Most expensive and most durable is the canvas drop cloth. These cloths must be thick enough to absorb drops or spillage of paint. Some are available with rubber or butyl backing which are non-permeable materials that resist slippage and also helps to prevent paint from soaking through the canvas. Canvas drop cloths come in a variety of thicknesses, and in general, the consumer wants the heaviest one possible. These cloths can be used and reused, so the painter who is planning frequent projects, or the professional painter, should have a supply of these on hand.
Canvas drop cloths are expensive as compared to the other types available. But for someone who paints frequently and especially for professionals, the ability to use the cloths over and again makes these an economical choice in the long run. Longevity makes canvas the most environmentally friendly choice as well.
In contrast, a paper drop cloth will probably only survive one use. This type of drop cloth is not recommended for outdoor work, unless one can weigh them down. But for a one-time job to be done indoors, a paper drop cloth is an inexpensive way of covering both floors and furniture.

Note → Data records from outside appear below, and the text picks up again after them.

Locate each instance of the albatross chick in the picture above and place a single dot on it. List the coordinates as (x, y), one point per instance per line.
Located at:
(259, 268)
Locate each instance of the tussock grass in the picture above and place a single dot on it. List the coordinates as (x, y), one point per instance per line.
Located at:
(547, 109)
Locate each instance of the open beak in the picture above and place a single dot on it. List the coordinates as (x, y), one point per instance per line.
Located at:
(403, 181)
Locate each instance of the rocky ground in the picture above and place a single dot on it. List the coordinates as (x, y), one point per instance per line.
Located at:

Plastic drop cloths are also excellent for covering furniture, and are equally inexpensive. They have the advantage of not absorbing the paint, so objects or floors covered with plastic will not get stained. Like paper, plastic is very light, so it is not a recommended source of protection for outside work where it can easily blow away. Additionally, plastic is very slippery. Since it does not absorb the paint, spilled paint will transfer easily to your feet and clothing. Thus cleanup after a painting job may be laborious.
The final type of drop cloth to consider is the paper/poly drop cloth. It provides the advantages of both plastic and paper. Because of the paper content, the painter is less likely to slip, and more paint will be absorbed in case of a spill, thus lessening the transfer of paint to clothing or feet. The plastic backing assures excellent coverage of surfaces, and since these are one-time use drop cloths, they can be cut to fit any surface.

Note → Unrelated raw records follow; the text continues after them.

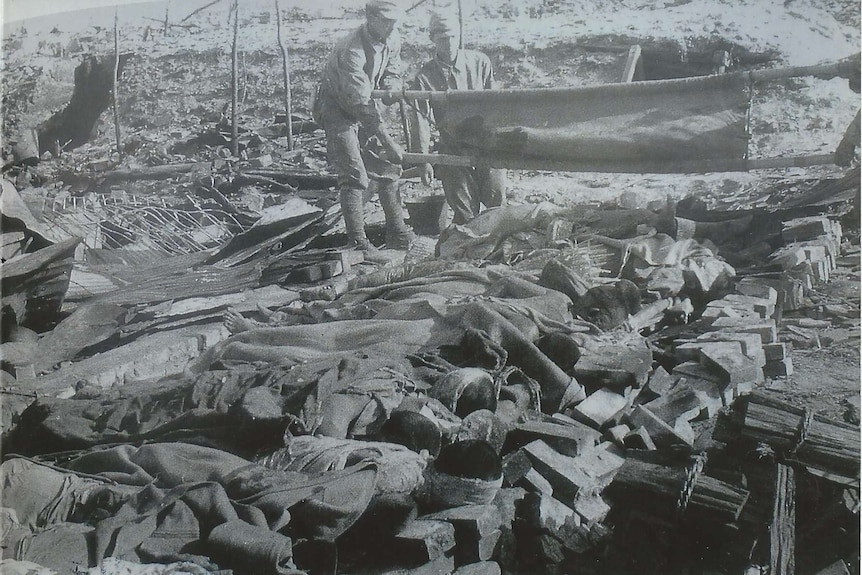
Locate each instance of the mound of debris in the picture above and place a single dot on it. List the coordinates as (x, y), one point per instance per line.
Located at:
(558, 390)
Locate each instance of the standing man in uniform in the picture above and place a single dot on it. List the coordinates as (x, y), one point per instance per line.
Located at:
(454, 68)
(357, 145)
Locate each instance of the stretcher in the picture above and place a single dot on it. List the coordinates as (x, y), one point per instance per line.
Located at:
(689, 125)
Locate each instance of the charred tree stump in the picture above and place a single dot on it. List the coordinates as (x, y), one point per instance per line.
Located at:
(73, 126)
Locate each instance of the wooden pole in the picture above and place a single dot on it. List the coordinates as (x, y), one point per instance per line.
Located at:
(460, 26)
(782, 531)
(201, 9)
(234, 132)
(288, 104)
(114, 82)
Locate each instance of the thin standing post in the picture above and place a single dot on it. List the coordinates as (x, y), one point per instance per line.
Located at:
(114, 81)
(234, 132)
(460, 26)
(288, 103)
(202, 8)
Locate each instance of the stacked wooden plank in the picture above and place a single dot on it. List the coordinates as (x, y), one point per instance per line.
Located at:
(808, 257)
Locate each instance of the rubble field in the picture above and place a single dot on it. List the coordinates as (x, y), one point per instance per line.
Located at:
(612, 374)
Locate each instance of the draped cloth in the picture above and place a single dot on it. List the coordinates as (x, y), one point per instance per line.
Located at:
(667, 126)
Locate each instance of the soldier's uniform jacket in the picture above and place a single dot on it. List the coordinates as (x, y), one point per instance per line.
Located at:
(356, 66)
(471, 71)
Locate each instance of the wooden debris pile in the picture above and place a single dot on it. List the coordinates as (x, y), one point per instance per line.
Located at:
(672, 462)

Use of a specific type of drop cloth, then, depends largely on the needs of the painter. For one-time use, the paper/poly is probably the best choice. Though plastic alone will probably most securely cover objects like furniture. A variety of the three lightweight cloths will fit all your needs for coverage. However, if one is planning an outdoor job, or planning to paint frequently, butyl backed canvas, or heavy canvas are the most likely choices.